Application of Optional Sampling Theorem Lets assume that Brownian Motion starts from some point $x$ for which $a<x<b$ holds. Let $\tau=\inf\{t:B_t\not\in [a,b]\}$ be a stopping time. Now I want to prove that for $\theta>0$ ,an appropriate martingale and the Optional Sampling Theorem the following holds; $$\mathbb E[\exp(-\frac{1}{2}\theta^2\tau)|B_0=x]=\frac{\cosh(\theta(x-(a+b)/2))}{\cosh(\theta(b-a)/2)}$$
My first idea was to rewrite the RHS using $\exp$ expressions instead of $\cosh$ expressions but this is only a formal thing. 
My second thought was that it has something to with the result presented here: The Laplace transform of the first hitting time of Brownian motion
So we use $M_t=\exp(\theta B_t-\frac{1}{2}\theta^2 t)$ as the "appropriate integral" and the Laplace transform of $H_a=\inf\{t: B_t>a\}$ but I do not see how these things should be connected, may you have some idea.

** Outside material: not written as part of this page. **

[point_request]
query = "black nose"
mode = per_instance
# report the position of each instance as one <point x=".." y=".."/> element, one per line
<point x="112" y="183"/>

 A: The hitting time $H_a$ is not obviously related to the bilateral hitting time $\tau$ hence I fail to see how to use your idea. Instead, a common approach is to consider the function $u$ defined on $(a,b)$ by
$$
u(x)=E_x[\mathrm e^{-\theta^2\tau/2}],
$$ 
where $E_x[\ ]=E[\ \mid B_0=x]$, and to decompose $\tau$ as the independent sum of the first hitting time $\sigma$ of $\{x-z,x+z\}$ and the remaining time $\tau-\sigma$ until $\tau$, where $z$ is positive and small enough to guarantee that $(x-z,x+z)\subseteq(a,b)$. 
The Markov property at time $\sigma$ and the independence of $\tau-\sigma$ and $\sigma$ yield
$$
u(x)=E_x[\mathrm e^{-\theta^2\sigma/2}]\,\tfrac12(u(x+z)+u(x-z)).
$$
The martingale $(M_t)$ you summoned in your question, plus the fact that $B_{\sigma}$ is independent of $\sigma$ and uniform on  $\{x-z,x+z\}$, yield 
$$
E_x[\mathrm e^{-\theta^2\sigma/2}]=\left(\mathrm e^{-\theta x}E_x[\mathrm e^{\theta B_{\sigma}}]\right)^{-1}=\cosh(\theta z)^{-1},
$$
thus,
$$
2\cosh(\theta z)u(x)=u(x+z)+u(x-z).
$$
When $z\to0$, this reads
$$
2(1+\tfrac12\theta^2z^2)u(x)=2u(x)+u''(x)z^2+o(z^2),
$$
hence
$$
u''(x)-\theta^2u(x)=0.
$$
This, together with the boundary condition that $u(a)=u(b)=1$, yields the expression you are after.